Бездыханное тело молодой писательницы обнаружили в коровнике на территории «аббатства» Георгия Гурджиева. Криминала, впрочем, никакого не было — к мистику-физиологу она приехала в надежде исцелиться от туберкулеза.

«Что за злая участь быть пленником самого себя!» — написала она как-то в дневнике. Эти слова могли бы стать эпиграфом к «Алоэ» — по-викториански тревожной повести о детстве, серых лошадях, снопах, мертвых утках и телесных наказаниях.

«Элис готовила сандвичи с водяным крессом. На столе перед ней стояли тарелка сливочного масла и большая буханка под названием „барракуда“, а в белой тряпице сушились сваленные в кучу зеленые листья. К тарелке с маслом она прислонила открытую книжицу — грязную, засаленную, с чахлым переплетом и потрепанными краями. Размешивая масло, прежде чем мазать его на хлеб, Элис читала:

„Увидеть во сне катафалк, запряженный четырьмя черными жуками, — дурная примета. Предвещает смерть близкого или дорогого человека, будь то отец, муж, брат, сын или суженый. Если черные жуки ползут прочь, это означает смерть от огня или от падения с высоты, как то: лестничный пролет, строительные леса и т. п.“»

Катарина Лопаткина. Японское. Модернистское. Пролетарское. Искусство Японии 1920–1930-х годов в СССР. М.: Музей современного искусства «Гараж», 2025. Содержание

Про Японию бытует стереотип, будто это страшно консервативная страна трудоголиков, которым родная корпорация и сапог начальника милее родной матери.
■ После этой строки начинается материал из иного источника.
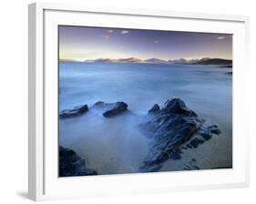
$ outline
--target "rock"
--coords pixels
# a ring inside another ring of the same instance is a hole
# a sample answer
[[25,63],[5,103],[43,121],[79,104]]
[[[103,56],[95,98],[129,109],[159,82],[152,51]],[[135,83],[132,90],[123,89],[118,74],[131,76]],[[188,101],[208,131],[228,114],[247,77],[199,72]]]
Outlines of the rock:
[[188,108],[186,107],[186,104],[183,100],[180,100],[179,98],[173,98],[172,100],[168,100],[165,103],[164,107],[161,109],[161,114],[164,113],[173,113],[178,115],[184,115],[188,117],[196,117],[197,114]]
[[206,139],[198,136],[205,134],[211,137],[218,129],[217,126],[204,128],[204,121],[181,99],[168,100],[159,114],[139,125],[145,136],[151,139],[148,154],[140,167],[141,171],[152,171],[169,158],[179,159],[182,154],[180,149],[203,144]]
[[155,104],[150,110],[148,110],[148,114],[156,114],[160,111],[160,107],[158,104]]
[[199,145],[201,145],[202,143],[204,143],[204,140],[200,138],[194,138],[189,142],[189,145],[196,148]]
[[102,106],[104,106],[104,102],[102,102],[102,101],[97,101],[97,102],[96,102],[94,105],[93,105],[93,107],[102,107]]
[[59,176],[89,176],[97,175],[94,169],[86,168],[85,159],[74,150],[59,146]]
[[64,118],[69,118],[74,117],[79,117],[87,111],[88,111],[87,105],[83,105],[83,106],[76,107],[74,107],[74,109],[62,110],[59,114],[59,117],[61,119],[64,119]]
[[125,102],[104,103],[97,101],[92,107],[101,110],[102,115],[106,117],[116,117],[128,111],[128,105]]
[[106,104],[106,107],[107,110],[103,113],[106,117],[115,117],[128,110],[128,105],[125,102]]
Меж тем всякий, кто 1 мая любого года окажется в каком-нибудь крупном японском городе, поразится обилию красных флагов и рабочей молодежи на улицах — местная коммунистическая партия одна из самых многочисленных коммунистических партий мира. Но, в отличие от западных товарищей, ее члены по понятным причинам не питают симпатий к Советскому Союзу, который мы потеряли.

Тем интереснее читать новую книгу Катарины Лопаткиной, посвященную интернациональному культурному обмену прогрессивных трудящихся в сталинскую эпоху. Обмен этот, что примечательно, успешно осуществлялся в обе стороны: несмотря на мощные антикоммунистические, антисоциалистические и антианархистские репрессии, японские рабочие могли посетить у себя на родине выставку, например, рабочих украинских.
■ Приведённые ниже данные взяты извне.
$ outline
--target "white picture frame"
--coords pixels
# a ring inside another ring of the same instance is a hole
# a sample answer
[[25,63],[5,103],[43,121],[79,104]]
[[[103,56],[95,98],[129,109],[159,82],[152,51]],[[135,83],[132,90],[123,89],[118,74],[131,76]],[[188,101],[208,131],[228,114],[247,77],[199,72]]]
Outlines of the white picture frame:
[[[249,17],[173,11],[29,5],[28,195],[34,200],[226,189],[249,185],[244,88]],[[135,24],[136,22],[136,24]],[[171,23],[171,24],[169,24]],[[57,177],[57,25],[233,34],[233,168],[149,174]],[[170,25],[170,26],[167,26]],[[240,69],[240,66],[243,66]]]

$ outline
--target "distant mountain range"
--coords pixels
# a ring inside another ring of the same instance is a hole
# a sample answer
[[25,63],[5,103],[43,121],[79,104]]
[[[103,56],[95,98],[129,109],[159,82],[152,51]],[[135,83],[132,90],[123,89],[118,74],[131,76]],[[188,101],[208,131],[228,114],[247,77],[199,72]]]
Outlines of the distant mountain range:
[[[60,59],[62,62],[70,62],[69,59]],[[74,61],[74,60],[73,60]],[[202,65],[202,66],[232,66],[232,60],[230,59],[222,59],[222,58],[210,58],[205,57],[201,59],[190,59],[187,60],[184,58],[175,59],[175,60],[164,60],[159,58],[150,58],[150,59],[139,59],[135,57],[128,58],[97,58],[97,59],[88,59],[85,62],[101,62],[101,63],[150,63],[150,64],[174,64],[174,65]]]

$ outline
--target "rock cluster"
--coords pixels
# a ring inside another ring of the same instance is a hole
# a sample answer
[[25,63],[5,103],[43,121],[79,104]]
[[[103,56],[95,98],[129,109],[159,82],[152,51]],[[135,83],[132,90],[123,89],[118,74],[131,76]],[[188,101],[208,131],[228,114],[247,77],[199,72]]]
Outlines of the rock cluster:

Неординарный материал подсвечивает и такие вот интереснейшие моменты, о которых редко вспоминают в странах с отличным от японского опытом взаимодействия с «левым» политическим проектом:

«В 1931 году в Токио был издан альбом „Японское пролетарское искусство“. Все тексты и подписи к иллюстрациям в нем были на японском, и только название — на двух языках: Nihon puroretaria bijutsu-shû — на японском и Albumo de japana proleta arto — на эсперанто. Зачем был нужен этот перевод? Эсперанто был сигналом для зарубежных деятелей пролетарского искусства: в 1920–1930-е годы он был одним из языков международного пролетарского движения».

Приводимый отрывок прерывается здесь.